The company backed by Nadir Godrej, Anand Piramal and Dabur India’s Burman family has projects in Goa, Alibaug near Mumbai and in South India’s Nilgiris.
Historically, whenever the rupee has depreciated, NRIs have preferred to consider real estate as a good investment back home as this means increased purchasing power for them in India.
Properties have been the most devoured asset by this segment, especially by those in the Gulf who plan to return to their home country post-retirement. However, in addition to the UAE, the demand and enquiries have started to rise from other international markets.
The series of reforms implemented by the government, including the Real Estate (Regulation & Development) Act, 2016, has resulted in bolstering the confidence of NRI investors and they are more open to buying properties in India.
"The global Indian understands the importance of having a home back home. The regulatory environment and enhanced digitisation have also helped in making it attractive and stable for them,” Hiranandani said.
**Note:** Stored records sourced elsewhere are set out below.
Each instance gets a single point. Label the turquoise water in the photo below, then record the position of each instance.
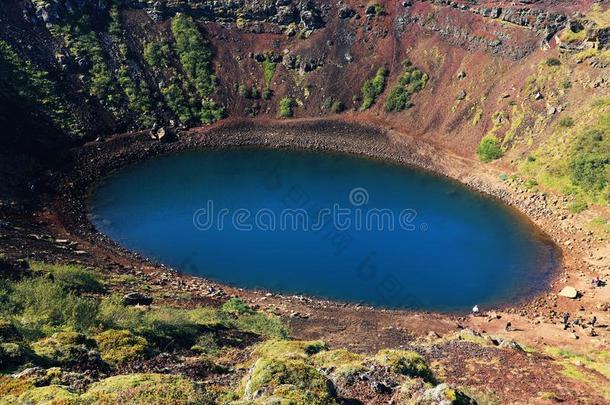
(325, 225)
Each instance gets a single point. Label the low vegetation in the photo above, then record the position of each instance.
(373, 88)
(61, 319)
(30, 87)
(286, 109)
(489, 149)
(412, 80)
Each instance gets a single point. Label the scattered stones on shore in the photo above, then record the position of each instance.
(569, 292)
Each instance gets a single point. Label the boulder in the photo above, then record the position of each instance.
(136, 298)
(569, 292)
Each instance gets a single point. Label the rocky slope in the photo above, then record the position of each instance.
(521, 87)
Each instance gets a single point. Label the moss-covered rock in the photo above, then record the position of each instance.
(120, 346)
(67, 348)
(287, 381)
(405, 362)
(289, 349)
(144, 389)
(340, 362)
(52, 394)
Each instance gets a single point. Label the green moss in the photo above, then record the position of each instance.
(276, 348)
(343, 363)
(120, 346)
(286, 107)
(288, 381)
(411, 81)
(144, 388)
(63, 348)
(489, 149)
(71, 277)
(373, 88)
(262, 324)
(405, 362)
(52, 394)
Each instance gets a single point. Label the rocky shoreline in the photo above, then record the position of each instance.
(66, 220)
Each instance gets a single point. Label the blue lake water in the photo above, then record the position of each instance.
(325, 225)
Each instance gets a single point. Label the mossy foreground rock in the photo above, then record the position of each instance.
(144, 389)
(120, 346)
(290, 381)
(406, 363)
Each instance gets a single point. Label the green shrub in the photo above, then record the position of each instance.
(411, 81)
(157, 54)
(31, 88)
(13, 354)
(286, 107)
(268, 70)
(194, 54)
(120, 346)
(553, 62)
(333, 105)
(41, 306)
(578, 206)
(71, 277)
(373, 88)
(566, 122)
(489, 149)
(591, 158)
(65, 348)
(405, 362)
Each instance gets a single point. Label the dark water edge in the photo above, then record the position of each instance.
(437, 269)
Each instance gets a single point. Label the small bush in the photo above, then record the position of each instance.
(578, 206)
(70, 277)
(268, 70)
(42, 307)
(267, 93)
(566, 122)
(373, 88)
(489, 149)
(286, 108)
(411, 81)
(65, 348)
(553, 62)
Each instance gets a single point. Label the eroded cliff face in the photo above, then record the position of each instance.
(127, 65)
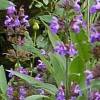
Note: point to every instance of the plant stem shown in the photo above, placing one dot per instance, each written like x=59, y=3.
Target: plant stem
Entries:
x=34, y=38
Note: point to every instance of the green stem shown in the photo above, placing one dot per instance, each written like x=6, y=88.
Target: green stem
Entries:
x=34, y=38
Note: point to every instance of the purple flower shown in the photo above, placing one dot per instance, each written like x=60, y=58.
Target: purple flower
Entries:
x=39, y=77
x=60, y=48
x=43, y=52
x=77, y=90
x=77, y=6
x=40, y=91
x=11, y=74
x=41, y=65
x=24, y=21
x=77, y=22
x=72, y=51
x=73, y=98
x=94, y=37
x=60, y=94
x=95, y=95
x=54, y=25
x=10, y=91
x=94, y=8
x=22, y=93
x=11, y=10
x=89, y=77
x=22, y=70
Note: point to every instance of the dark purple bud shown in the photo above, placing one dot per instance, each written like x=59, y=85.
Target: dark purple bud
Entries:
x=61, y=49
x=60, y=93
x=54, y=25
x=10, y=91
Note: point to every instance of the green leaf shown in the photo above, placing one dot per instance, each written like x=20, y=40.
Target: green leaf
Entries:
x=46, y=2
x=82, y=44
x=46, y=18
x=3, y=81
x=4, y=4
x=36, y=97
x=46, y=86
x=59, y=68
x=39, y=4
x=76, y=67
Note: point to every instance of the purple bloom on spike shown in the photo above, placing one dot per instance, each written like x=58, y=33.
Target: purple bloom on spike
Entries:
x=94, y=8
x=11, y=74
x=11, y=10
x=95, y=37
x=22, y=93
x=77, y=22
x=10, y=91
x=22, y=70
x=41, y=65
x=75, y=28
x=72, y=51
x=77, y=90
x=89, y=77
x=43, y=52
x=40, y=91
x=73, y=98
x=77, y=6
x=39, y=77
x=60, y=93
x=60, y=48
x=95, y=95
x=24, y=21
x=54, y=25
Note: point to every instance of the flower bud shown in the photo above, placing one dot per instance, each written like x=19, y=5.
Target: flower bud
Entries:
x=35, y=26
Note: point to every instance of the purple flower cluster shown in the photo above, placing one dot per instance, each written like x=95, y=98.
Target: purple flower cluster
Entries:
x=61, y=49
x=22, y=70
x=60, y=93
x=41, y=65
x=94, y=35
x=14, y=20
x=54, y=25
x=72, y=51
x=89, y=77
x=77, y=23
x=77, y=7
x=95, y=95
x=39, y=77
x=10, y=91
x=96, y=7
x=22, y=93
x=75, y=91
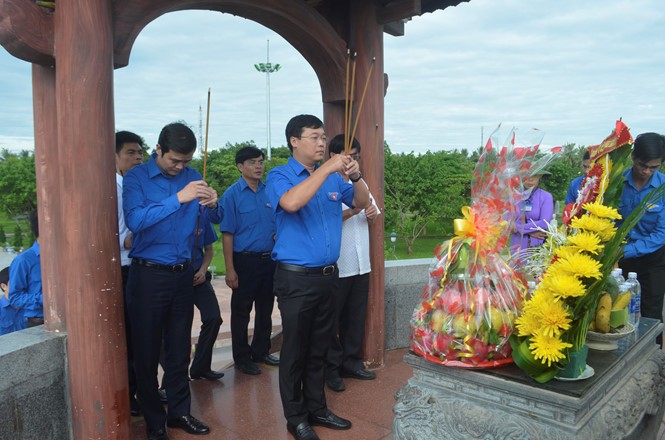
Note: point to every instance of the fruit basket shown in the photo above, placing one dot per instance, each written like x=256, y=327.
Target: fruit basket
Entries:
x=608, y=341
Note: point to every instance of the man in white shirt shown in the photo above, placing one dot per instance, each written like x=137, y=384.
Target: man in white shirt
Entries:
x=128, y=154
x=344, y=357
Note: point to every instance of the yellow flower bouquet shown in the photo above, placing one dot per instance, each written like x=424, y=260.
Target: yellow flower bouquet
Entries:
x=554, y=322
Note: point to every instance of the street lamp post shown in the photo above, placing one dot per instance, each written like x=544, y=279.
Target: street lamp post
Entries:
x=267, y=68
x=393, y=240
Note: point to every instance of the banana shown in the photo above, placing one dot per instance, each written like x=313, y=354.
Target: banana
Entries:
x=602, y=320
x=621, y=301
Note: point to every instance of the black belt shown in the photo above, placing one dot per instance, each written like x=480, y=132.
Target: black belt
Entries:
x=323, y=270
x=168, y=267
x=255, y=254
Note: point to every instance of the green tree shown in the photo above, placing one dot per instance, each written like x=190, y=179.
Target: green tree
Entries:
x=424, y=189
x=567, y=167
x=18, y=189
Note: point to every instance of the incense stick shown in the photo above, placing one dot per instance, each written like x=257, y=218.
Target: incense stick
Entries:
x=360, y=106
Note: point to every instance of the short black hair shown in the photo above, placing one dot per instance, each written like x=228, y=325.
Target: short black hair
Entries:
x=4, y=275
x=336, y=144
x=177, y=137
x=649, y=146
x=127, y=137
x=34, y=223
x=246, y=153
x=296, y=125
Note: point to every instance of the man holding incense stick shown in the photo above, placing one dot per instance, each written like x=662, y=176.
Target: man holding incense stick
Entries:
x=307, y=200
x=162, y=199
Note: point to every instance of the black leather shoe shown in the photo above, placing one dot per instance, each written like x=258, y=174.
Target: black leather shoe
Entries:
x=302, y=432
x=209, y=375
x=330, y=420
x=189, y=424
x=271, y=360
x=248, y=367
x=336, y=384
x=361, y=374
x=158, y=434
x=134, y=408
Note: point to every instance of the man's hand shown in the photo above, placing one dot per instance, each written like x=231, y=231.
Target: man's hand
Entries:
x=371, y=212
x=128, y=241
x=231, y=279
x=197, y=190
x=199, y=277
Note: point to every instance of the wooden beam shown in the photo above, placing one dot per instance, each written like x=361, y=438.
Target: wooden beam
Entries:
x=398, y=10
x=26, y=31
x=394, y=28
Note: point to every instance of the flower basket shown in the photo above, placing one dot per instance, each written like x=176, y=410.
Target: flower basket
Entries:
x=468, y=307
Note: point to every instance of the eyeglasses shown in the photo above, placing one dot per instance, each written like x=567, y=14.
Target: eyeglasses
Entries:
x=315, y=138
x=644, y=167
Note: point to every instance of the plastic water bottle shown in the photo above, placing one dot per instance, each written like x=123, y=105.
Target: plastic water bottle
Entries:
x=635, y=298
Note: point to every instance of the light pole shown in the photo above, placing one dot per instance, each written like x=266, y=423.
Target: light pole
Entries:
x=393, y=240
x=268, y=68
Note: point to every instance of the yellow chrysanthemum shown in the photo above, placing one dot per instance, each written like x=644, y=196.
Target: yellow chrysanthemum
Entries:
x=527, y=324
x=580, y=265
x=586, y=241
x=601, y=226
x=602, y=211
x=564, y=286
x=554, y=319
x=548, y=348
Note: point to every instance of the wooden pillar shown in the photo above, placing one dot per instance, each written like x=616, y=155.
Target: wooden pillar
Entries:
x=47, y=170
x=85, y=219
x=366, y=40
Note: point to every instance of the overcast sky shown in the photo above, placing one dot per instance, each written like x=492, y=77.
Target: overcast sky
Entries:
x=569, y=68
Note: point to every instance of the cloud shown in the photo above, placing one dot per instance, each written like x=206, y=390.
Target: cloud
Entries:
x=569, y=68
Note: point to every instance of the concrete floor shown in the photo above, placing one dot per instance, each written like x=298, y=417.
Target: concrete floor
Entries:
x=241, y=407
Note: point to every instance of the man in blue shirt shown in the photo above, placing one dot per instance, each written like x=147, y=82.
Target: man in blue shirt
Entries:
x=128, y=154
x=11, y=318
x=575, y=185
x=206, y=301
x=644, y=251
x=248, y=231
x=307, y=200
x=162, y=199
x=25, y=280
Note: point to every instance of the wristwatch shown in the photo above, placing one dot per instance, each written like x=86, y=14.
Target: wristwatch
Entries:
x=360, y=176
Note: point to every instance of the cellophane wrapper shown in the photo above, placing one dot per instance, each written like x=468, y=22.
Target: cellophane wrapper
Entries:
x=467, y=309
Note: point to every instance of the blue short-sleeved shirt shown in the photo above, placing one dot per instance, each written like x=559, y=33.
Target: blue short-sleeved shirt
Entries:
x=25, y=283
x=249, y=216
x=573, y=189
x=11, y=318
x=312, y=236
x=648, y=235
x=208, y=236
x=162, y=228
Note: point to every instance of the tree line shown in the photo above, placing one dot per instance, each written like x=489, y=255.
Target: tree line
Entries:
x=423, y=192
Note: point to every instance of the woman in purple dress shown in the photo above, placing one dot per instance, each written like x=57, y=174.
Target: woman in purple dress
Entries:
x=534, y=212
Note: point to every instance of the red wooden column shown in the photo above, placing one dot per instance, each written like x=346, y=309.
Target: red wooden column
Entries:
x=367, y=41
x=47, y=171
x=85, y=220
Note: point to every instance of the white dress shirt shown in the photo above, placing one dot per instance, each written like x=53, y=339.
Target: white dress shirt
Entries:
x=354, y=253
x=122, y=227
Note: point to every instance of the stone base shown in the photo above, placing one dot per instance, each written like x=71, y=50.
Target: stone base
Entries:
x=623, y=400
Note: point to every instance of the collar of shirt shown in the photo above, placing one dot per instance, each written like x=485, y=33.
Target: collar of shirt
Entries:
x=655, y=181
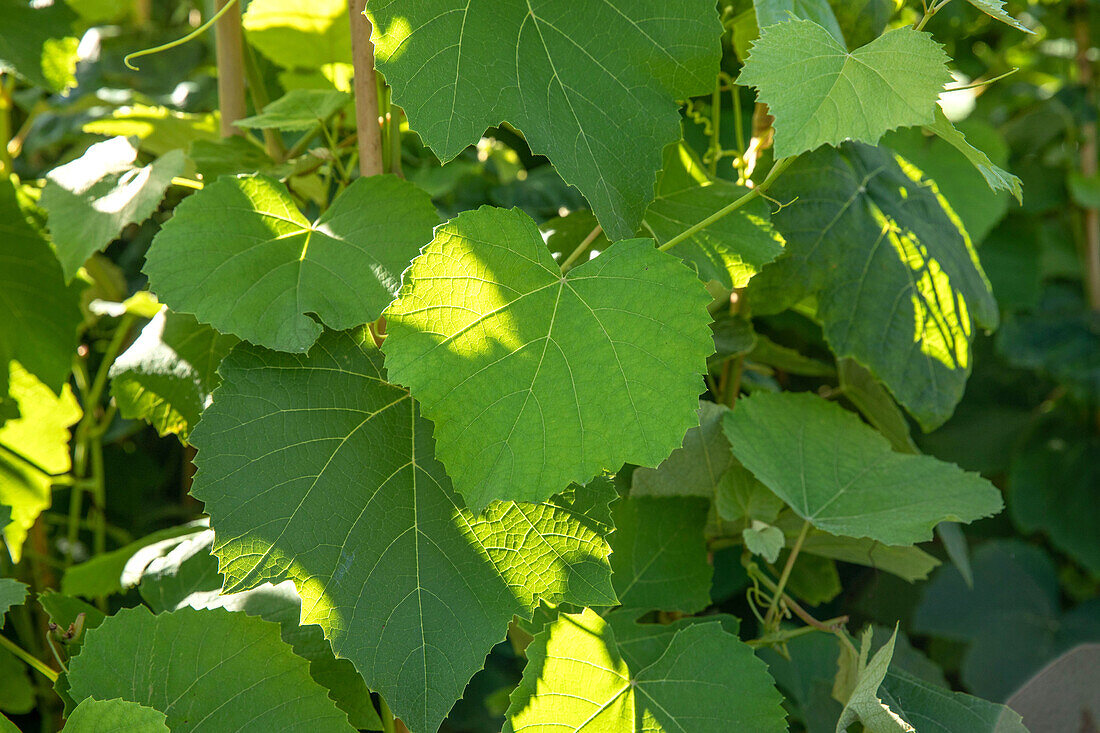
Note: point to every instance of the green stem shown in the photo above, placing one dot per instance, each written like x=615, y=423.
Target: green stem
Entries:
x=178, y=42
x=31, y=660
x=787, y=572
x=723, y=212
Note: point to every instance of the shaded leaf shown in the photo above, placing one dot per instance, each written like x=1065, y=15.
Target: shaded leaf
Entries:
x=534, y=379
x=460, y=67
x=249, y=238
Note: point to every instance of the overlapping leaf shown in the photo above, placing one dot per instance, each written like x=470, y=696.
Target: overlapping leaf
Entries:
x=554, y=70
x=194, y=666
x=820, y=94
x=536, y=380
x=899, y=285
x=315, y=469
x=168, y=372
x=91, y=198
x=612, y=675
x=843, y=477
x=241, y=256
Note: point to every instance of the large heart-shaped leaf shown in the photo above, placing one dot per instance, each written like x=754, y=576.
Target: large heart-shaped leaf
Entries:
x=194, y=666
x=592, y=85
x=241, y=256
x=821, y=94
x=590, y=675
x=899, y=285
x=536, y=380
x=843, y=477
x=314, y=469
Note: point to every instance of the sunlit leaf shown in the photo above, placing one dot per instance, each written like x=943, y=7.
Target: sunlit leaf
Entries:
x=410, y=587
x=460, y=67
x=536, y=380
x=893, y=81
x=241, y=256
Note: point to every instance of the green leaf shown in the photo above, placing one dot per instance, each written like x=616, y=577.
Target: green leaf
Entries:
x=168, y=372
x=899, y=286
x=114, y=715
x=996, y=9
x=187, y=576
x=864, y=704
x=194, y=668
x=299, y=35
x=927, y=707
x=659, y=554
x=37, y=43
x=298, y=109
x=33, y=448
x=92, y=198
x=614, y=676
x=763, y=539
x=893, y=81
x=729, y=251
x=459, y=67
x=265, y=266
x=770, y=12
x=536, y=380
x=842, y=476
x=39, y=315
x=429, y=584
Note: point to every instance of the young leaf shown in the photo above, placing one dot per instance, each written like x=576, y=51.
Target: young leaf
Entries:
x=206, y=670
x=33, y=448
x=39, y=315
x=612, y=675
x=899, y=285
x=842, y=476
x=996, y=9
x=459, y=67
x=298, y=109
x=92, y=198
x=893, y=81
x=95, y=715
x=239, y=255
x=536, y=380
x=168, y=372
x=659, y=554
x=410, y=587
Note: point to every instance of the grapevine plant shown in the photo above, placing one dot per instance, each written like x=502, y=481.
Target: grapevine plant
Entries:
x=570, y=359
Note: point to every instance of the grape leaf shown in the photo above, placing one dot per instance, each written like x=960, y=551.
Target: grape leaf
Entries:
x=298, y=109
x=996, y=9
x=409, y=586
x=187, y=576
x=116, y=715
x=39, y=315
x=168, y=372
x=94, y=197
x=536, y=380
x=264, y=265
x=900, y=288
x=299, y=35
x=893, y=81
x=37, y=43
x=842, y=476
x=659, y=554
x=611, y=675
x=195, y=666
x=33, y=448
x=553, y=70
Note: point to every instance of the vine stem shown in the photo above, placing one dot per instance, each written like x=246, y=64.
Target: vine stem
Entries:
x=777, y=170
x=787, y=572
x=30, y=659
x=366, y=91
x=585, y=243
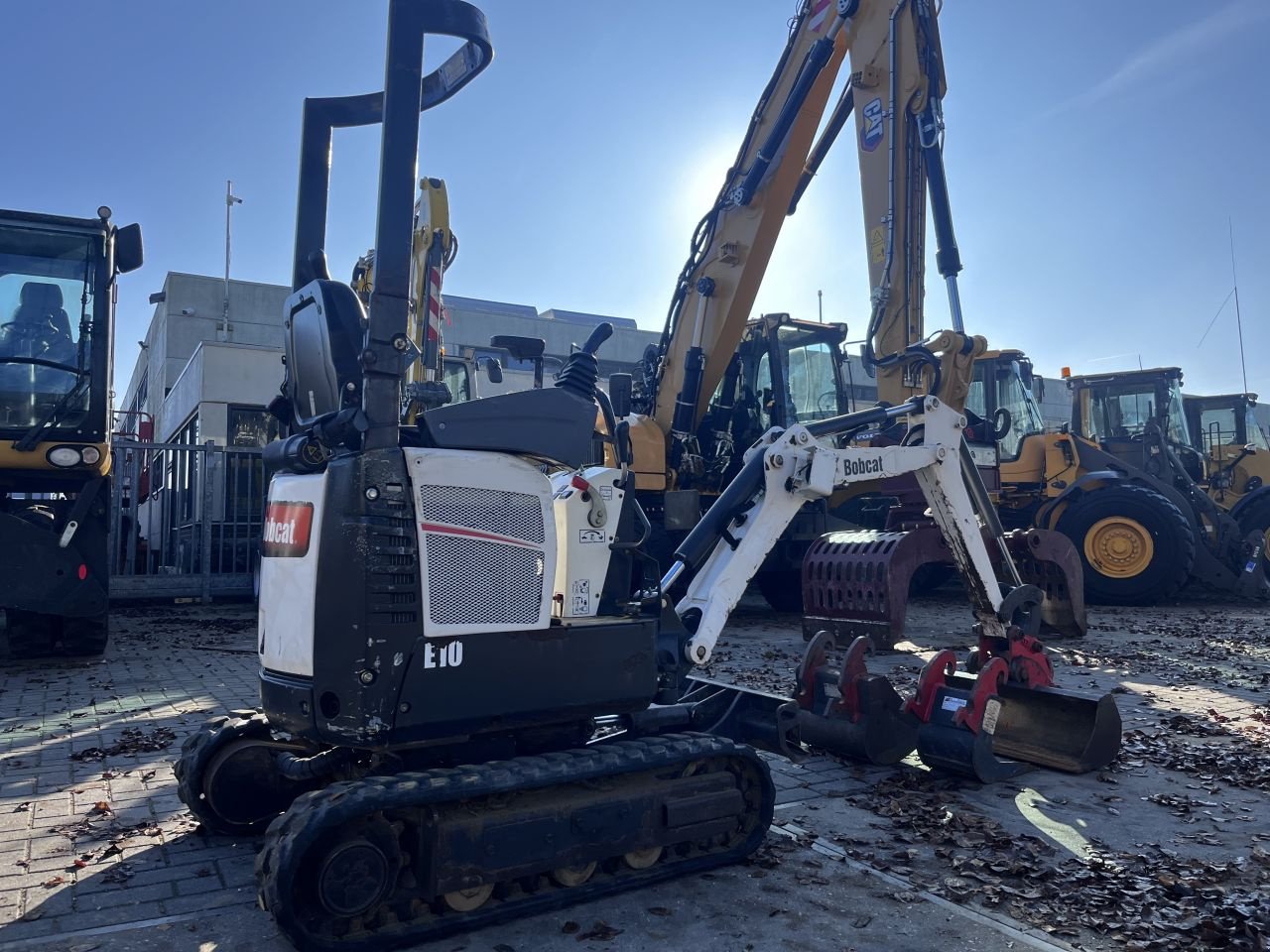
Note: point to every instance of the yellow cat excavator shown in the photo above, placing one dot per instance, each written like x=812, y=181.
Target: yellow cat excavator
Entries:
x=716, y=377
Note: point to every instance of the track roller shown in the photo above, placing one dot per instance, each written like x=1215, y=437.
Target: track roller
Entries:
x=227, y=775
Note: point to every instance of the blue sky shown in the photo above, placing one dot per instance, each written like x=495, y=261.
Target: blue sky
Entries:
x=1095, y=154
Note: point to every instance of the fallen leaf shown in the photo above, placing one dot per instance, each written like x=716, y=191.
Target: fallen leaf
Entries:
x=603, y=932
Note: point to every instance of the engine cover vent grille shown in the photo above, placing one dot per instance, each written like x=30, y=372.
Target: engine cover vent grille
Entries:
x=515, y=515
x=507, y=578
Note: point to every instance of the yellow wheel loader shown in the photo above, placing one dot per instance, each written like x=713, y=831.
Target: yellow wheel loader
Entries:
x=1146, y=511
x=1236, y=456
x=56, y=358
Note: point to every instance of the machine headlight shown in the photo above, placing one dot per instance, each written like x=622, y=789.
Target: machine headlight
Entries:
x=64, y=456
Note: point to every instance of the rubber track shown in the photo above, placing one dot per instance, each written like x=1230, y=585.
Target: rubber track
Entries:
x=197, y=753
x=314, y=815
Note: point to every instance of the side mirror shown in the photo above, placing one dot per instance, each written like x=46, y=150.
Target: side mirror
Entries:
x=620, y=394
x=128, y=253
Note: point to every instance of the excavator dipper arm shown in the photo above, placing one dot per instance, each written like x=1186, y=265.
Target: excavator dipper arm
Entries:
x=786, y=468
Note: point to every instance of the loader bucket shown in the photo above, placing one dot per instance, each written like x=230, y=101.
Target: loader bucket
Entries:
x=856, y=583
x=883, y=735
x=847, y=711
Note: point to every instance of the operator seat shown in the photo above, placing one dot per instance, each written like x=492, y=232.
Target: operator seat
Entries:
x=40, y=317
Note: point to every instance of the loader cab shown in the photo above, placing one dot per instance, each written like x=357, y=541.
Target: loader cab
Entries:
x=56, y=307
x=1229, y=438
x=1002, y=394
x=1121, y=412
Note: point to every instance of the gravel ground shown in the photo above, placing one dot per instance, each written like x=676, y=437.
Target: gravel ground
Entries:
x=1169, y=848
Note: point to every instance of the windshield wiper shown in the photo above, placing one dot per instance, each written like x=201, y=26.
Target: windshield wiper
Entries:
x=31, y=438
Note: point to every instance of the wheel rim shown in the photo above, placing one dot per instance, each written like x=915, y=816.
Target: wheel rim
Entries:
x=1119, y=547
x=353, y=879
x=467, y=900
x=572, y=875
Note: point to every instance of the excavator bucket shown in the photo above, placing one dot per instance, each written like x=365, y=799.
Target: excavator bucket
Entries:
x=847, y=711
x=991, y=728
x=857, y=583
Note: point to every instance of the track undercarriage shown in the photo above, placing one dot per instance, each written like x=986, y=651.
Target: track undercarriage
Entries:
x=398, y=858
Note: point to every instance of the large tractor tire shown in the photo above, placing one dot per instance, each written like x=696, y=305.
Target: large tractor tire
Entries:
x=1256, y=518
x=1135, y=546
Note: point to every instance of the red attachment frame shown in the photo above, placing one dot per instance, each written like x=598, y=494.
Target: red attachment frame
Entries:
x=991, y=678
x=934, y=676
x=816, y=661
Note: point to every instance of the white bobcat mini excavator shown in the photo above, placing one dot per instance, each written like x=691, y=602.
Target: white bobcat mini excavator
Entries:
x=449, y=608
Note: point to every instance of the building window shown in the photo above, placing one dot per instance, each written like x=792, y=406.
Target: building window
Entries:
x=252, y=426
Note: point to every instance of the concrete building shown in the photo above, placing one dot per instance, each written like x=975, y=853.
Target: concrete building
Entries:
x=199, y=381
x=191, y=372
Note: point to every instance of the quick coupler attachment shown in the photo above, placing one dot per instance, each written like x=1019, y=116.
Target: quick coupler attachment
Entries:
x=846, y=710
x=992, y=728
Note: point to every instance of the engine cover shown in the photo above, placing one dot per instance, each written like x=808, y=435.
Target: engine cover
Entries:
x=486, y=540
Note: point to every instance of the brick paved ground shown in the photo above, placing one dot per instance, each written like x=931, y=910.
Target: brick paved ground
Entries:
x=72, y=737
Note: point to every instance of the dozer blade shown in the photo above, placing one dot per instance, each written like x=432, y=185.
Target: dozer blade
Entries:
x=847, y=711
x=856, y=583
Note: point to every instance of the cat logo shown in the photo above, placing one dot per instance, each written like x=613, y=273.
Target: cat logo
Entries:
x=870, y=132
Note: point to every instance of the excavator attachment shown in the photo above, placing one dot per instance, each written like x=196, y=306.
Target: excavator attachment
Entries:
x=1008, y=717
x=847, y=711
x=856, y=583
x=992, y=725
Better returns given the imminent residential property price hikes owing to rising demand are also prompting NRIs to invest here.
While the US dollar continues to remain strong against the rupee, Indian real estate has been buzzing with robust sales across key markets.
The strong demand conversion undercurrent is driving sales of both listed as well as private real estate developers, as indicated by their recent quarterly revenues that have touched multi-year highs.